The book is written and read well by the author, a well known, award winning actress, but I am not sure what purpose she wished to accomplish by writing it, except perhaps to clear up her own conscience as she reviewed her life and perhaps to right some wrongs she committed along her path to stardom. I did not find the memoir compelling, and I am not sure that there were enough reviews yet written to justify the glorious praise being given to it. It consists of a short series of letters written to people involved in her life, people with whom she interacted, with whom she had relationships, people whom she abused, people whom she loved dearly, people who influenced her, and pets that she adored. Also, keep it in mind that she is still a young woman, hopefully with many more years to live. Born in 1964, she is only just entering her 50’s, so the memoir is by that very nature, brief.
In the letters she wrote to these people, even one to the unknown man who might become the husband of her now middle school aged daughter, she offers her advice and apologies, and in some cases, condemnations as she explains her past. She writes about her children, her parents, her siblings, friends, teachers, lovers, animals, taxi drivers, designers, fellow actors, and others, but especially praises the oyster harvester who managed, against all odds, to bring her father his last meal before he succumbed to a grave illness. She invites us to be voyeurs, looking into the window of her life as she explores it.
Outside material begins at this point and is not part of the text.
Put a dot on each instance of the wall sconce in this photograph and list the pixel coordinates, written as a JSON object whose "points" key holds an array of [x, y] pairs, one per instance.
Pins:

The author loved her father deeply, and the final pages of the book were the most moving expression of her emotion and the most poignant for me. Prior to that I simply felt she was reviewing and critiquing her sexual exploits and partners and was attempting to prove that she had mastered the use of crude, descriptive language. I found some of the letters to be more interesting and revealing than others, like those describing her childbirth experience, her near death experience, and those involving her father. Others were confusing, without a timeline or purposeful direction.
The author’s parents were married for more than 6 decades; Mary-Louise Parker never married. She is the mother of two children. One, a young boy born in 2004, and the other, a child she adopted in 2007, from Ethiopia.
The memoir seemed to be helping her to work through the events, tragedies and joys of her life, but it is a picture of someone who spent a lot of time being unhappy and angry, defying the rules and generally often behaving irresponsibly, until she finally “came of age”. Although her father was excessively ethical, she seemed to be exactly the opposite, possibly in rebellion. His overzealous adherence to rules created chaos in his life since he could not bend rules under any circumstance; she, on the other hand, took pleasure in doing just that.
I did not bond with this book. Often I zoned out and forgot what I was listening to because the author made no connection with me. Growing up, while the author seemed sometimes reckless, my coming of age was the polar opposite; I did not have the luxury of being irresponsible, and so I followed the letter of the law. Still, the memoir is written with a light sense of humor and subtle wit as she describes her reactions to certain events in her life and her feelings about certain people, so if it is your cup of tea to read a book that will not tax your brain, and if you like to read about the rich and famous, have at it!